Honestly, I didn’t think you were going to go through with it, because that would make a mockery of the Ukrainian judicial system. You see, we’ve been down this legal road before. Last year, the Donetsk Administrative Court ruled on a case filed by lawyer Vladimir Olentsevych who challenged the Hero of Ukraine title bestowed on UPA Commander-in-Chief Roman Shukhevych.

Olentsevych claimed that his rights as a citizen were violated because Roman Shukhevych was never a citizen of Ukraine. According to law, only citizens of Ukraine can be awarded “Hero of Ukraine.” Olentsevych argued that: a) Ukraine came into being in 1991 and b) Shukhevych was killed in 1951, ergo he was not a citizen of Ukraine. On Feb. 12, 2009, the Donetsk Administrative Court ruled against Olentsevych: Shukhevych’s Hero of Ukraine award did not contravene Ukrainian law. Case closed.

Fast forward one year. Same court, same plaintiff, same claim as in the Shukhevych case, except the target is Bandera. This time around, however, Donetsk Administrative Court Judge Karine Eskenderivna Abdukadirova ruled that Bandera cannot be a “Hero of Ukraine” because he was never its citizen. So what changed in the last year? The law is the same, a legal precedent exists. What’s different this time around? It’s you Mr. President. A new president is in office.

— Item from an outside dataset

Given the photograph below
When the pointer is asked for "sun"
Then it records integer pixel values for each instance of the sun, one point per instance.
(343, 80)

In functioning democracies where Rule of Law has been more or less established, judges are typically not influenced by or dependent upon those holding executive branch office. Even those people who absolutely despise Bandera and would like to see him stripped of Hero status have cause for concern. Ukraine’s court system is subject to the whims of whoever holds political power. The judiciary is a dependent joke.

Following the logic of the Donetsk court ruling, you will have to “de-heroize” at least 15 Heroes who died before 1991, including poets Vasyl Stus and Volodymyr Ivasiuk. Then there are the brave men who died fighting the Chornobyl Nuclear Power Plant disaster in 1986. And the Red Army heroes who liberated Auschwitz, accepted the capitulation of the Japanese and raised the Soviet flag atop the Reichstag in Berlin to mark the end of the Great Patriotic War. They, like Bandera, died before 1991.

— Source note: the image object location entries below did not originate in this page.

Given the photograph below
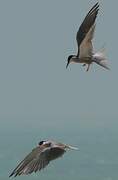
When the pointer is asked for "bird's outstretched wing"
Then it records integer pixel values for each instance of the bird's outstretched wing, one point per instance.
(86, 48)
(86, 25)
(33, 162)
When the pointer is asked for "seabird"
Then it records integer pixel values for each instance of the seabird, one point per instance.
(40, 157)
(84, 38)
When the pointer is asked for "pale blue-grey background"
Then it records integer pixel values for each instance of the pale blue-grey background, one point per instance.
(41, 99)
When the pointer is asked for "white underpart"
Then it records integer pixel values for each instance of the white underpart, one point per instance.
(100, 58)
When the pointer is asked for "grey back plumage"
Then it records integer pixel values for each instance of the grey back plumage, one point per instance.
(86, 25)
(39, 158)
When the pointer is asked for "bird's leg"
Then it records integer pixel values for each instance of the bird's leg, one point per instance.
(88, 67)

Sixty three days! That’s how long Stepan Bandera lasted as Hero of Ukraine... Tell me, Mr. President, what is he now: Enemy of Ukraine? Anti-Hero of Ukraine? Regular guy of Ukraine?

O Great Yanukovych! I will abide by whatever you decide in your infinite wisdom. But I accepted the Hero of Ukraine award on behalf of our family from the hands of a president, and I will only give it back into the hands of a president. No crowds. Mono e mono. For my part, I promise: No eggs.

Mr. President! You tried to ruin Easter for our family, but you failed. For the same day your court in Donetsk ruled to strip Bandera of his Hero title, God bestowed the best gift possible to our family: the birth of Stepan Bandera’s fifth great grandchild. The KGB succeeded in killing his great grandfather. But try as you might, you will never stop the Banderas: Coming soon to a gene pool near you!

Glory to Ukraine! Glory to Her Children!

In prostration,
S.A. Bandera
Grandson of Hero of Ukraine

PS: I heard your spokeswoman Hanna Herman called me a “bad grandson.” That may be so. Because if I was a “good son” then I most certainly would have a job in the government like her son Mykola who was magically appointed the Deputy Minister for Emergency Situations.